On a whole host of other issues, Sanders stands apart from the rest of the Democratic field through his commitment to grassroots organizing. He is the only candidate who continues to fight for Medicare for All, the only one to propose universal student debt relief, and the only candidate with a 50-year record of opposing America’s military intervention in Vietnam, Iraq, Yemen, and Iran. These positions have been criticized as politically unrealistic, but this criticism misunderstands Sanders’s ambitious approach to societal change. Other candidates, most notably Senator Elizabeth Warren, have also presented impressive policy proposals, but Sanders is the only candidate who pairs those with a theory of change focused on building a mass political movement.
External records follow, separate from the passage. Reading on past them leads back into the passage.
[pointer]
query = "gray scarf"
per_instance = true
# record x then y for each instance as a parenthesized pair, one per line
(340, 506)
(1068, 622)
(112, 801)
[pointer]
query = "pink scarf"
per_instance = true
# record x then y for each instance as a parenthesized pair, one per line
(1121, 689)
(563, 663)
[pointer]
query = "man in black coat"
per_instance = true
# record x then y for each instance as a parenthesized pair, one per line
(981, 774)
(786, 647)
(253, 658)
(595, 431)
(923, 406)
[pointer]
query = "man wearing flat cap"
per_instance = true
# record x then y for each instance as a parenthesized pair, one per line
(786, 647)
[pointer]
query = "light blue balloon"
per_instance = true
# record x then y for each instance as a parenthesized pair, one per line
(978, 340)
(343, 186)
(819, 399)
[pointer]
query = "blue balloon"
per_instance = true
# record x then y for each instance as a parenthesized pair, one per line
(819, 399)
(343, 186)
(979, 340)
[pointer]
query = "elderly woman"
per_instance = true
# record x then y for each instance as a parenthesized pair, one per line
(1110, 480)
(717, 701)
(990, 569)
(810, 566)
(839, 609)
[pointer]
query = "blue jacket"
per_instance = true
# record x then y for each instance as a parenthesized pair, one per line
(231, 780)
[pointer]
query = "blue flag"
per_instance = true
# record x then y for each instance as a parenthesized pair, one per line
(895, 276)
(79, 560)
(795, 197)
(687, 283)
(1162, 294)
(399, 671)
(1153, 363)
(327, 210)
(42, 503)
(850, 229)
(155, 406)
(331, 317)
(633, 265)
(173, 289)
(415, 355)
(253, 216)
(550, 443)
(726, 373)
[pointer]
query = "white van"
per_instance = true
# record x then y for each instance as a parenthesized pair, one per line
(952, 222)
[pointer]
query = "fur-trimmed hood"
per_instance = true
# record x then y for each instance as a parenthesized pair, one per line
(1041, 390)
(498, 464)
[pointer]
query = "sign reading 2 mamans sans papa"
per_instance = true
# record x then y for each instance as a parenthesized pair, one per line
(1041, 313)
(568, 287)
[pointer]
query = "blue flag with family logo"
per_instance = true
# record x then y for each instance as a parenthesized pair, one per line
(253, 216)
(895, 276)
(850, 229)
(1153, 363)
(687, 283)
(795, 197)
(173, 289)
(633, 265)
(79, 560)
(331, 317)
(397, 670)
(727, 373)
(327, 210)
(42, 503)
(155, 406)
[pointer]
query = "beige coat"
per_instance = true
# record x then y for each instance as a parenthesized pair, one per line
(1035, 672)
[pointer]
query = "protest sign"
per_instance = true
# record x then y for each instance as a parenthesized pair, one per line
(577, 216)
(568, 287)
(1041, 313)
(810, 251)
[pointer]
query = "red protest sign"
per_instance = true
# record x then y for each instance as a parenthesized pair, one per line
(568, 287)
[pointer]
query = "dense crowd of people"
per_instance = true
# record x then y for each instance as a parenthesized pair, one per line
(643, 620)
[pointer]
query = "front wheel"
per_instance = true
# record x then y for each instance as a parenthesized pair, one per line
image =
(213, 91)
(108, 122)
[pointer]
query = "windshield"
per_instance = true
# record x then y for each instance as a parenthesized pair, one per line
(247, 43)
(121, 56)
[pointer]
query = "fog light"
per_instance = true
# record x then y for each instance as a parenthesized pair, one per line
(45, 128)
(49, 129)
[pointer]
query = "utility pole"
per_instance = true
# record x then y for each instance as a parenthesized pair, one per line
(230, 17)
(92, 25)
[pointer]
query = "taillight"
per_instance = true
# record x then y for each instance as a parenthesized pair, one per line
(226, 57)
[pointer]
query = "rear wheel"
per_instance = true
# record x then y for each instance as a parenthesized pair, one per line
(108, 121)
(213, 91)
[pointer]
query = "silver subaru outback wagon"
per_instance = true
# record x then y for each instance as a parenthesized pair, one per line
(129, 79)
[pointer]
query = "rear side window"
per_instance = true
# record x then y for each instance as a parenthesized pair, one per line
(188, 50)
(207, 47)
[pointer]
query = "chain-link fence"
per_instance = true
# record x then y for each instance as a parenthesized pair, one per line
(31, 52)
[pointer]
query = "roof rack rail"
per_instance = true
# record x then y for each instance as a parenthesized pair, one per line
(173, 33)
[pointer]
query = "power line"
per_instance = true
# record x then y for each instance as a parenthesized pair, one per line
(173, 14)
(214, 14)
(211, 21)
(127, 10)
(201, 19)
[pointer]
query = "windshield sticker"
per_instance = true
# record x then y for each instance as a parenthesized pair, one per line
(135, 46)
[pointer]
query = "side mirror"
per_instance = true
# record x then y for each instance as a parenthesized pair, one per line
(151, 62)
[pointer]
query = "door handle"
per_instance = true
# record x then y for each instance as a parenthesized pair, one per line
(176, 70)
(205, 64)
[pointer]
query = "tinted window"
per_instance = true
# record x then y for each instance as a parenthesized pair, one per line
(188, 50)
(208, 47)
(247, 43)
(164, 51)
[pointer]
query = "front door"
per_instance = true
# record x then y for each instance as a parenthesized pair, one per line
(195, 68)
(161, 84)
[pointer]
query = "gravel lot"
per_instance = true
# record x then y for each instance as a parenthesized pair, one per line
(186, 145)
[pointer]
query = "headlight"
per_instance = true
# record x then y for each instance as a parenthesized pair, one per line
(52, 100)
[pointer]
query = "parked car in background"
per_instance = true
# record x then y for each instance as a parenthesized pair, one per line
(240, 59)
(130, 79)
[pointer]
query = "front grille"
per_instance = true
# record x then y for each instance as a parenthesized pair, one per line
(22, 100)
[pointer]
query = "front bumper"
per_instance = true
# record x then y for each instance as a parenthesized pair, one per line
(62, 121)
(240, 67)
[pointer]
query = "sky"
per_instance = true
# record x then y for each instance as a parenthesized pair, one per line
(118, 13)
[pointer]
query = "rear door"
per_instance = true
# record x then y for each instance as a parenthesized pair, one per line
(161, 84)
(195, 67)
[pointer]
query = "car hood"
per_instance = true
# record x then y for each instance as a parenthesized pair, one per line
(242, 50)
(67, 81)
He recognizes that, throughout history, the kind of structural change he sees as necessary has only materialized when millions of people organize and demand it.
Sanders’s slogan is “Not me. Us.” It’s not just a catchy saying; it reflects a radical reimagining of the presidency as the leader of a mass movement—a political revolution—that is capable of taking back power from the richest 1 percent. That fight against inequality and injustice has been Sanders’s work for most of his life. It makes it easy to believe that Sanders is honest about his goals and intentions as president; we know exactly what he’ll do, because he’s been fighting the same fight since his time at the University of Chicago.
Sanders’s integrity and consistency is a welcome change. His vision of revolution from the bottom up sets him apart from his competitors in the Democratic primary. The Chicago Maroon endorses Bernie Sanders for president.
News Editor Caroline Kubzansky recused herself from this editorial due to her involvement in coverage of the upcoming Iowa caucuses. Associate Arts Editor Alina Kim also recused herself.